The United States will force websites and applications to summarize their terms and conditions

The long texts that detail the terms and conditions of the service, and that are present when accessing a website or application, could have their days numbered. According to the Washington Post, the United States is proposing a new law that will force portals to offer a summary of the data and information they collect from the navigator to make them “easier to understand”.

The objective of this modification in the terms and conditions of the service is to prevent users from accepting the conditions without reading them. In fact, and according to a Deloitte study published in Business Insider, 91% of Internet users do not read these terms. The problem is that in many platforms abuse their terms by taking into account that nobody reads them. These include hidden conditions in paragraphs with irrelevant and too technical text, which in many cases are not necessary for navigation, as stated by Lori Trahan, one of the representatives of this bill promoted by a group of United States legislators.

“Users shouldn't have to go through legal jargon pages in a website's terms and conditions of service to learn how their data will be used.” Requiring companies to provide an easy-to-understand summary of their terms needs to be mandatory and should have been done a long time ago.”

Lori Trahan, MP and TLDR Bill Representative.

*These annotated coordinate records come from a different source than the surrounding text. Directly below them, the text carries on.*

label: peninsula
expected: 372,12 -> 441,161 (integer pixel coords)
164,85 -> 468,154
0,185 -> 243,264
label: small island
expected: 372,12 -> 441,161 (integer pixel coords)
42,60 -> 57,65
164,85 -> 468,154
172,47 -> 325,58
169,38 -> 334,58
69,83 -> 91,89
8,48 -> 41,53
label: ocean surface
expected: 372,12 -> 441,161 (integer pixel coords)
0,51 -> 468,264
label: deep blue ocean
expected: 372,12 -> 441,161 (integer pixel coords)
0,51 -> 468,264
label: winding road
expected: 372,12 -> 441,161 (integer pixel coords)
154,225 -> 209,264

The data that must be included in the summary of the terms and conditions

Source: Unsplash. The bill, baptized as “ TLDR Law ” (Too Long, Didn't Read, for its acronym in English), has two important points. In the first place, it will force the websites and applications to show a summary of the different personal data they collect from the user. This includes precise location, gender, age, religion, information related to your health, etc. Second, platforms will also need to be more transparent and disclose in these terms and conditions of service if they have recently suffered a data breach.

Now, which portals will have to comply with this new law? It will be the web pages and commercial applications that must compulsorily offer a summary of the terms and conditions of the service with the data requested from the user. Although according to the aforementioned media, small companies will be exempt. On the other hand, it will be the Federal Trade Commission of the United States that will supervise the correct application of these terms and will have the power to fine those platforms that fail to comply with the new conditions.

The TLDR law, which still needs to be approved by the United States Congress, could also serve as an example for similar legislation in the European Union.